Hitler's forces suppressed all opposition. Before the first German soldier crossed the border, Heinrich Himmler and a few Schutzstaffel (SS) officers landed in Vienna to arrest prominent representatives of the First Republic, such as Richard Schmitz, Leopold Figl, Friedrich Hillegeist, and Franz Olah. During the few weeks between the Anschluss and the plebiscite, authorities rounded up Social Democrats, Communists, other potential political dissenters, and Austrian Jews, Within a few days of 12 March, they arrested 70,000 people. They were imprisoned or sent to concentration camps. The disused northwest railway station in Vienna was converted into a makeshift concentration camp.
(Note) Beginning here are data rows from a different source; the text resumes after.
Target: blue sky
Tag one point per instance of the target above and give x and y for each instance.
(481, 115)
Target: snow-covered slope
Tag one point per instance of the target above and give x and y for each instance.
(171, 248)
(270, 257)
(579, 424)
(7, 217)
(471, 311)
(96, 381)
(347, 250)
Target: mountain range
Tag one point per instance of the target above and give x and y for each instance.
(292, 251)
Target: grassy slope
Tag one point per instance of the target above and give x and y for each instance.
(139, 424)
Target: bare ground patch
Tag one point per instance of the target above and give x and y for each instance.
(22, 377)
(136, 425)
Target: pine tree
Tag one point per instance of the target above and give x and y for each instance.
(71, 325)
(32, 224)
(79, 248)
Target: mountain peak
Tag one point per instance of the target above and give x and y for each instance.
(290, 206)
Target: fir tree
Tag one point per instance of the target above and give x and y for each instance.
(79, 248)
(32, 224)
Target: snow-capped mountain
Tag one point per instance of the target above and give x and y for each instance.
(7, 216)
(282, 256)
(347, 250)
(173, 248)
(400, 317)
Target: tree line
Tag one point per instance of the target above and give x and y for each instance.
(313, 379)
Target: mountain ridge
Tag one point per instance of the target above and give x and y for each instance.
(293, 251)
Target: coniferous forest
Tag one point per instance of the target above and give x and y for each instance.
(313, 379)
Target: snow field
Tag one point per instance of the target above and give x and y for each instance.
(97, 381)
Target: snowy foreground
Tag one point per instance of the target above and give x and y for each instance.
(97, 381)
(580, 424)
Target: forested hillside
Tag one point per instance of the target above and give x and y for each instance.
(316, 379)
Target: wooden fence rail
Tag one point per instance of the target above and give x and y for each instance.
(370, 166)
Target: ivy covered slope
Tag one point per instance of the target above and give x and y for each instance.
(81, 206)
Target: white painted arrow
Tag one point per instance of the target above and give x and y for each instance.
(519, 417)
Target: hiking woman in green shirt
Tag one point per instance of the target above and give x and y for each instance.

Seeing this attack on opposition figures, American historian Evan Burr Bukey warned that the plebiscite result needed to be taken with "great caution".

The plebiscite was targeted with large-scale Nazi propaganda. The pro-Hitler forces achieved the abrogation of the voting rights of around 360,000 people (8% of the eligible voting population), mainly political enemies such as former members of now-prohibited left-wing parties and Austrian citizens of Jewish or Romani origin.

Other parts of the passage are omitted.